Summary of this case from Wetmore v. WhiteheadOpinion
April 4, 1938.
September 13, 1938.
Present: LUMMUS, QUA, DOLAN, COX, JJ.
Snow and Ice. Negligence, One owning or controlling real estate.
A finding, that ice in a path "shoveled in the snow" was due to negligence of the owner of premises across which the path led to his house, was not warranted by evidence merely that one, using the path at eight o'clock of an evening in February, noticed no ice there but, returning an hour later, slipped on it and was injured, and that the ice was about three feet in diameter with rough edges.
TORT. Writ in the Superior Court dated January 31, 1933.
A motion by the defendant that a verdict be ordered in her favor at the close of the plaintiff's evidence was denied by Baker, J. A verdict for the plaintiff in the sum of $875 was recorded with leave reserved, and a later motion that a verdict be entered for the defendant was denied. The defendant alleged exceptions.
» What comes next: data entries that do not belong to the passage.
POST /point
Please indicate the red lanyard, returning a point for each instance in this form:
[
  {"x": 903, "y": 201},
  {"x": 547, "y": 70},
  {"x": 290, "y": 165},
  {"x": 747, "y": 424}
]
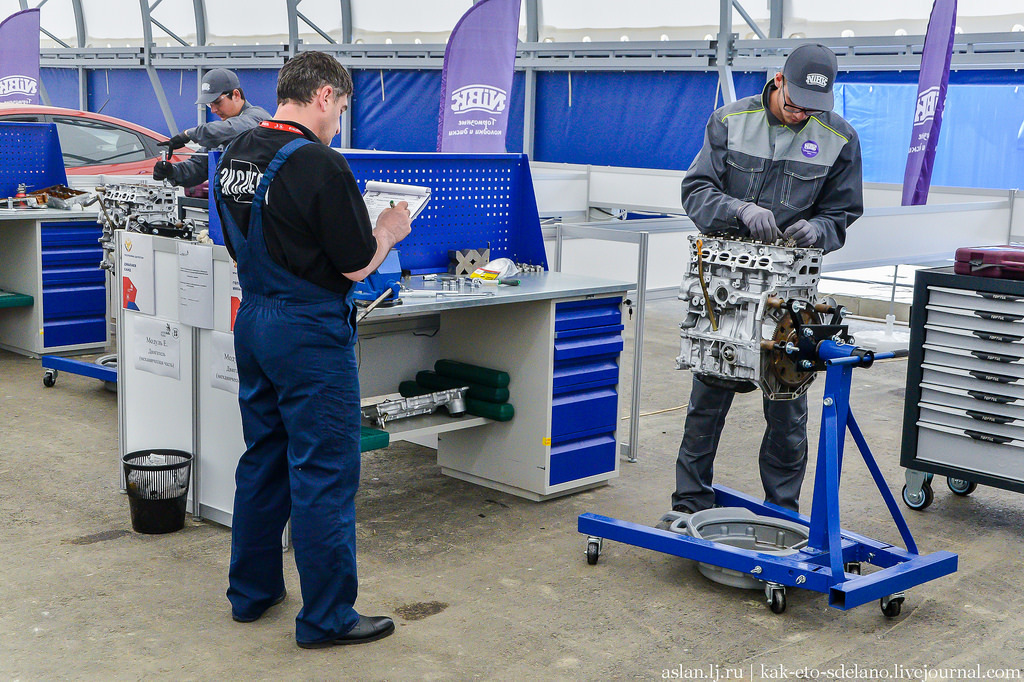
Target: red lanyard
[{"x": 273, "y": 125}]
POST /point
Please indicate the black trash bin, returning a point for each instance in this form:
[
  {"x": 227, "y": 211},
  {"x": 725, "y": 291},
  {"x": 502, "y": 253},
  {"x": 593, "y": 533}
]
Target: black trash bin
[{"x": 158, "y": 486}]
John J. Sullivan, ( W.I. Badger with him,) for the defendant.
J.W. Sullivan J.F. Doyle, for the plaintiff, submitted a brief.
On February 15, 1931, the plaintiff, as she was leaving the defendant's house, was injured as a result of slipping on ice in a path on premises in the defendant's control. The path "had been shoveled in the snow."
The plaintiff and the defendant were sisters-in-law. The defendant had been ill, and the plaintiff at her request had gone to her house about eight o'clock in the evening for the purpose of rendering some assistance. Upon starting for home about an hour later, at a place where the path crossed a driveway, the plaintiff fell upon an accumulation of slippery ice about three feet in diameter which "was smooth in general," but "the edges of which were rough."
We have stated all of the testimony bearing upon the alleged negligence of the defendant. There is an entire absence of any evidence as to the nature of the underlying surface of the path or driveway, or as to the state of the weather, or as to what caused the ice, where it came from, how thick it was, the appearance and position of its "rough" edges, or how long it had been there, except that the plaintiff herself testified that when she went to the house she "noticed no ice on the walk." It is common knowledge that in this climate on a February night a number of conditions might exist which within a very short time could cause the formation of ice that would satisfy this meager description without fault of the owner and without reasonable opportunity on his part to remove it or to warn against it or even to ascertain its presence. Stanton v. Salem, 145 Mass. 476, 479. Labrie v. Donham, 243 Mass. 584. Hartford v. Boston Elevated Railway, 280 Mass. 288, 290. Manning v. Smith, 299 Mass. 318. Compare Rosen v. Boston, 187 Mass. 245; Bagnell v. Boston Elevated Railway, 247 Mass. 235; Klein v. Boston Elevated Railway, 293 Mass. 238.
As in any event the evidence was insufficient to support a finding of the defendant's negligence, we do not consider whether the defendant owed a duty of care to the plaintiff.
Exceptions sustained. Judgment for the defendant.